Category Archives: Collaboration

Social Media vs. Social Learning

I’m a huge believer in social learning. Social media, not so much.

To lay my cards on the table: I was using the Internet to communicate before Tim Berners-Lee ever came up with the World Wide Web. Back in those days we used “newsgroups” to have our asynchronous group conversations. I learned a huge amount from newsgroup participants.

From Facebook, MySpace, LiveJournal, and Tumblr … almost nothing.

The technical term for people like me is “curmudgeon”. We think the old days were better and the old ways were superior.

I don’t think that about everything, but I miss the heyday of newsgroups and find Facebook and its kin irritation.

All that personal stuff is irrelevant. Objectively, when creating a learning environment in the 201x’s, we must have a social media component, simply because so much of communication between people these days uses those media. So what is their role here in IULHD?

Mostly communication: announcements, communicating with non-students, scheduling non-company events (e.g. an Open House), and so forth. In a corporate environment, services like Facebook and Twitter are just too open. Information about our internal processes and procedures and such are confidential and must not be on those services.

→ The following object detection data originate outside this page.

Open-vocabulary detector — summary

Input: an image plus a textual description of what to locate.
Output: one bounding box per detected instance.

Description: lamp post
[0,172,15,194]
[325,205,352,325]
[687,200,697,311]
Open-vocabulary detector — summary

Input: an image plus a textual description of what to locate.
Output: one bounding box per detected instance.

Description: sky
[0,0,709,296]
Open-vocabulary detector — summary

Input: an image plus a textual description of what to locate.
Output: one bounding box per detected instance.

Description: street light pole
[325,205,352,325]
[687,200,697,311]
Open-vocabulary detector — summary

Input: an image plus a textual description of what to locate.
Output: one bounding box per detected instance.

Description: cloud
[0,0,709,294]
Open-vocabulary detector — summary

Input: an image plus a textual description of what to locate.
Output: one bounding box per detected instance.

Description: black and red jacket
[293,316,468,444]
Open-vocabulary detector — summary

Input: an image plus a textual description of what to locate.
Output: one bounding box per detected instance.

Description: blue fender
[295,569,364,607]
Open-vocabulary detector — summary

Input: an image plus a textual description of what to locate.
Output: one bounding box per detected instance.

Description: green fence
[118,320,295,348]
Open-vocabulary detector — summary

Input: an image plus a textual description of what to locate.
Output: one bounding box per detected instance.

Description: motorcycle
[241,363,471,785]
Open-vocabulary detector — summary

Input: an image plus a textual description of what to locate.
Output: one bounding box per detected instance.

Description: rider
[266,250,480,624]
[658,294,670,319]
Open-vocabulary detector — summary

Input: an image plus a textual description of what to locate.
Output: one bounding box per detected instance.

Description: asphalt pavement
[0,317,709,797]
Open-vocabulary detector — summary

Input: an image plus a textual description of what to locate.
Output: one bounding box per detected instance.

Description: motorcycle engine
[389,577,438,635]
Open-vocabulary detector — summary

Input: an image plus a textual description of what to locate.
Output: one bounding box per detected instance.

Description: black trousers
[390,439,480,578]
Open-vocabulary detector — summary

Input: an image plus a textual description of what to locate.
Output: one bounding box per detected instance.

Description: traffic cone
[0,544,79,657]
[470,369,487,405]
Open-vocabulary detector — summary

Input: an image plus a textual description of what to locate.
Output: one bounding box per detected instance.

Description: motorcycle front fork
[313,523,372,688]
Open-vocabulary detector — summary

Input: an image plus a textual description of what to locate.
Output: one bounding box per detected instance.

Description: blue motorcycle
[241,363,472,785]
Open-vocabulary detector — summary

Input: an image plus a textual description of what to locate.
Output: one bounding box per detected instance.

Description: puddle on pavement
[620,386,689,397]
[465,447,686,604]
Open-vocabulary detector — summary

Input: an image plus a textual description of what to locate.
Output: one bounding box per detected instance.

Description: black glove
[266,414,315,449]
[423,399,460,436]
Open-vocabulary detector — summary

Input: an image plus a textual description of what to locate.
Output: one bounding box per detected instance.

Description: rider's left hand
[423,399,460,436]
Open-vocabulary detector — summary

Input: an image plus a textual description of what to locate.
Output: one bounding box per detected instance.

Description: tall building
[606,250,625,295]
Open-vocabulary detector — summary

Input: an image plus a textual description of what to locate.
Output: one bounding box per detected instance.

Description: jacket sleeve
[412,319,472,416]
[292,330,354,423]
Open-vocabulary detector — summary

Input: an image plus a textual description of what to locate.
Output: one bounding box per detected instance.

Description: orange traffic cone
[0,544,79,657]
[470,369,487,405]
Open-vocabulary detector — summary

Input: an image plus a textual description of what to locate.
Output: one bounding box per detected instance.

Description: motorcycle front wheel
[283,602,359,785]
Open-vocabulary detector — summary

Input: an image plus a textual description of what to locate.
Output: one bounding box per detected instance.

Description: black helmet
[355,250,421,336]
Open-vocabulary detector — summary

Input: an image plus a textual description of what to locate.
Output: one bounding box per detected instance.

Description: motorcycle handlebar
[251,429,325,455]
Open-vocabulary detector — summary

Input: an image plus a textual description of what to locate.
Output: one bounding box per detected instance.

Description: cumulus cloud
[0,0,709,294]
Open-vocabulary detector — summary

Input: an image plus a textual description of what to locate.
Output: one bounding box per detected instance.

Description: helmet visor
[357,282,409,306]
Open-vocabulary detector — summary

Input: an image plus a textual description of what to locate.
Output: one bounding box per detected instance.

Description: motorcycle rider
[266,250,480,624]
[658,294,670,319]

Broadening the definition: social media (as opposed to social media services) like blogs and scheduled web shows and Yammer can be incredibly useful for a community like this. Web shows would tie in the video we covered in our last unit (along with the podcast, a medium I personally like a lot), while blogging allows for easy, fast publication and easy, painless subscriptions to information feeds. That’s where I plan to putĀ  most of my emphasis. (In fact, in the real world we roll out a weekly web show some time early in 2015.)

How about social learning? The thing is, most current social media don’t allow what I think of as social learning: collaboration between students. In that context, I’ve found that Google Apps is a fantastic tool for certain types of learning and collaboration. The fact that two or more people can edit the same document, and see each others’ work updated on their screens in real time, is astonishingly useful. Combine with Google’s explicitly-social media (included) like Plus and Hangouts (formerly Google Talk), and you have a really excellent package. This may be the future of social media/social learning.